There has been much talk, and indeed action, of late regarding an improving cultural awareness of the plight/circumstances/experience of certain members of our communities. This is very good and something the residents of Americana-UK Towers would support wholeheartedly. Now given the demographic of those residents its probably not something that most would have direct lived experience of. Couple that with the fact that many are not able to take the knee (since they would have difficulty resuming a standing position) and that we don’t really do statues (except for that nice one of The Editor in the entrance hall) we are still able to express our solidarity with our BAME brothers and sisters (an odd epithet which we’re not sure flies in, y’know, Africa or Asia). In that regard we take a brief look at an inspirational figure to people of all communities.
This week we were reminded that it marks the thirty-third anniversary of the election to The Houses of Parliament of Diane Julie Abbott. She was the first black female to be elected to parliament and remains there now. It’s fair to say that she divides opinion (possibly because she has the temerity to be both black and a woman?) as can be evidenced by the fact that she received almost half of the abusive tweets aimed at women MPs in the 2017 election campaign and ten times more than any other MP (source: Amnesty International). If you are annoying people that much we’d say that she has to be doing something right.

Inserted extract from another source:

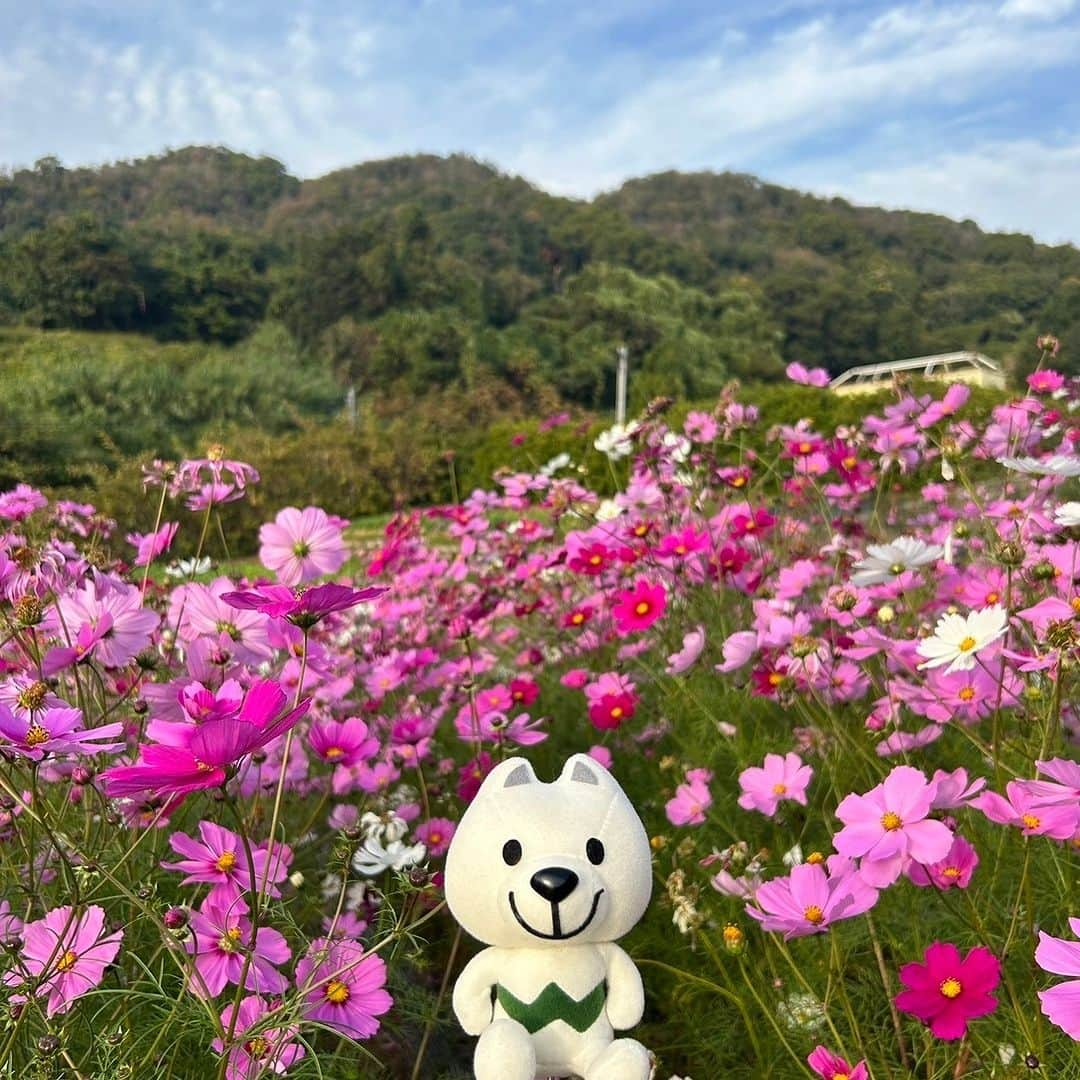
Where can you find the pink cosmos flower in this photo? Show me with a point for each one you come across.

Her father was a welder and her mother a nurse. She graduated with a history degree from Cambridge. She represents the constituency of Hackney North and Stoke Newington and has an ‘absolute majority’ (58.4% of the vote). She is Type 2 diabetic. She sits on the Home Affairs select committee and has been Shadow Public Health Minister, Shadow Health Minister and Shadow Home Secretary.
The utterly disproportionate sexism and racism she has faced means that, to some, she is a dangerous figure. Good. Keep them scared.
No replies to this nonsense ?
My reply: Hurrah for Diane! A role model and a tireless campaigner for justice. Why exactly do you not think she should not be celebrated?